Finding a Minimum Value for k in an Epsilon-Delta Proof

[sakodo]

Hey guys here's the problem,

Homework Statement

lim (4x^2+9) / (3x^2 +5) = 4/3
x->infinity

find k, such that x> k/sqrt(epsilon) guarantees abs((4x^2+9) / (3x^2 +5) - 4/3) < epsilon

Homework Equations

The Attempt at a Solution

By removing the absolute sign and making the denominator common, we get

7 / (9x^2 + 15) < epsilon

keep solving we get

x > 1/3 sqrt(7/epsilon - 15)

Here is where I got stuck. How do we find k as a constant? 15 is inside the square root and if we want to make the whole thing as a fraction we would get x > 1/3 sqrt((7-15*epsilon)/epsilon). I can't just get rid of 15 either because that would screw up the inequality and I am meant to find the MINIMUM value of k. Any help would be appreciated.

 

[jbunniii]

As you said,

\frac{4x^2 + 9}{3x^2 + 5} - \frac{4}{3} = \frac{7}{9x^2 + 15}

This is positive for all x so we only need to worry about the upper bound. We have

\frac{7}{9x^2 + 15} &lt; \epsilon

iff

7 &lt; 9x^2 \epsilon + 15 \epsilon

iff

9x^2 &gt; \frac{7 - 15\epsilon}{\epsilon}

iff

9 x^2 &gt; \frac{7}{\epsilon} - 15

Therefore the following is certainly sufficient:

9x^2 &gt; \frac{7}{\epsilon}

i.e. if x satisfies this inequality, then it satisfies all the ones above. It should be easy to find a suitable k now. (Note that the problem didn't ask you to find the smallest possible k, just any k that works.)

 

[sakodo]

Thanks for the reply jbunnii.

Yeah I get your working. Just a side question, is it then impossible to obtain a minimum value of k?

Cheers.

 

[jbunniii]

Thanks for the reply jbunnii.

Yeah I get your working. Just a side question, is it then impossible to obtain a minimum value of k?

Cheers.

OK, go back to

9x^2 &gt; \frac{7}{\epsilon} - 15

If this were an equality instead of an inequality, then we would have a "boundary case" where x just barely fails, but any larger x would pass. Let's investigate this boundary case:

9x^2 = \frac{7}{\epsilon} - 15

Let's also set x to the minimum allowed:

x = \frac{k}{\sqrt{\epsilon}}

and substitute this into the boundary case:

\frac{9k^2}{\epsilon} = \frac{7}{\epsilon} - 15

or equivalently

9k^2 = 7 - 15\epsilon

Then we have

k = \frac{1}{3}\sqrt{7 - 15\epsilon}

assuming \epsilon is small enough that we can take the square root.
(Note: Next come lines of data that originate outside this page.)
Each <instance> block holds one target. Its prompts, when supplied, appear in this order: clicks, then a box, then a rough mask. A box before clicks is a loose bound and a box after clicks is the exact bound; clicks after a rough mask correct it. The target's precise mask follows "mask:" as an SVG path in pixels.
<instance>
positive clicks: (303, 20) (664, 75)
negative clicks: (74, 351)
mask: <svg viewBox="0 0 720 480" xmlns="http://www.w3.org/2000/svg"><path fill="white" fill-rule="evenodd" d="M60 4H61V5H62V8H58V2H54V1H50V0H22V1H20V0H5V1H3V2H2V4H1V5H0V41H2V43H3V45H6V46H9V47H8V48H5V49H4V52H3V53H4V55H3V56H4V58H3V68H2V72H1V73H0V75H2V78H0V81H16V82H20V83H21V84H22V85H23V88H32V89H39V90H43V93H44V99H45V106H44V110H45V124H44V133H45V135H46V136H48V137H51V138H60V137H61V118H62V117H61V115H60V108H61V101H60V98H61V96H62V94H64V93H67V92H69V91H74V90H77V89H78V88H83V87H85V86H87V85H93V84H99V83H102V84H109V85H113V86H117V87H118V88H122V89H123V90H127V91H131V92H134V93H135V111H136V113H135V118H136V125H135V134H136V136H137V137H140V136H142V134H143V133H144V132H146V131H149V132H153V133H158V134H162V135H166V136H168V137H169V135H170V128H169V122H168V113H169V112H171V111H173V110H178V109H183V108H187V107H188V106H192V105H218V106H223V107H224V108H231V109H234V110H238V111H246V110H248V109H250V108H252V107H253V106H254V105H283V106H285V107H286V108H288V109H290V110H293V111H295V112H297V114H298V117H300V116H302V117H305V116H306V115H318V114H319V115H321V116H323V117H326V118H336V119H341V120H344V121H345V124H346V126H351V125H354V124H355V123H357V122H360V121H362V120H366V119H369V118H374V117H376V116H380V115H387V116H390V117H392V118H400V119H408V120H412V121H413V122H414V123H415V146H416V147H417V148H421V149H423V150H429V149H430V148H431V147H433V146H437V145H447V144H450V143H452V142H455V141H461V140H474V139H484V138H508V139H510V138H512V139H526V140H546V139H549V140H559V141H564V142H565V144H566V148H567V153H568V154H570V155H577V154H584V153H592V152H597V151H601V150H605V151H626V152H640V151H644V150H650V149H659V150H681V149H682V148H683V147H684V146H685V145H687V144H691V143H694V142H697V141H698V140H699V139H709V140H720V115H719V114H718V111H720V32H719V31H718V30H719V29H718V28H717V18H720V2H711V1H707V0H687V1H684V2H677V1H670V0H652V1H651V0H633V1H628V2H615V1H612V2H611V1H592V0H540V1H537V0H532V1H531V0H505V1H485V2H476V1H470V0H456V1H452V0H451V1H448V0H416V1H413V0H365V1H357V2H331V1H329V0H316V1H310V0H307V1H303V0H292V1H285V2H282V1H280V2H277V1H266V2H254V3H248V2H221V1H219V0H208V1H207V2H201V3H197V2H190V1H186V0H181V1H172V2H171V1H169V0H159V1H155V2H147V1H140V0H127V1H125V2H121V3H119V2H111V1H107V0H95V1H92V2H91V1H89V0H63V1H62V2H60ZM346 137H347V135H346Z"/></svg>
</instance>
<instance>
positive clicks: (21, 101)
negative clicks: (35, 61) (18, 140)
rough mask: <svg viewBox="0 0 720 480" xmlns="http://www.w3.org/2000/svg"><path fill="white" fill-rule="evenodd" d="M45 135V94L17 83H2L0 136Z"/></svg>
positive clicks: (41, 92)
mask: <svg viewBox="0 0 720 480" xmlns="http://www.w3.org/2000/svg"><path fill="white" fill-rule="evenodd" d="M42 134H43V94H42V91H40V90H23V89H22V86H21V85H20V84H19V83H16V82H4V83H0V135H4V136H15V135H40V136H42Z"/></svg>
I think this k is the smallest possible, if k is allowed to depend on \epsilon.

From this we can see that the smallest k that works for ALL \epsilon is

k = \frac{1}{3}\sqrt{7}

which is the same answer as before.

 

[sakodo]

Hey man thanks again. However I just realized if 9x^2 > 7/epsilon -15, then how can we assume 9x^2 > 7/epsilon? if a > b -c we can't just say a > b can we? grr this is annoying lol...

 

[jbunniii]

Hey man thanks again. However I just realized if 9x^2 > 7/epsilon -15, then how can we assume 9x^2 > 7/epsilon? if a > b -c we can't just say a > b can we? grr this is annoying lol...

No, you have the logic in reverse.

I established that we need AT LEAST 9x^2 > 7/epsilon - 15. But if we achieve 9x^2 > 7/epsilon, that's even better, right? So I found k to satisfy 9x^2 > 7/epsilon, and therefore it also satisfies 9x^2 > 7/epsilon - 15.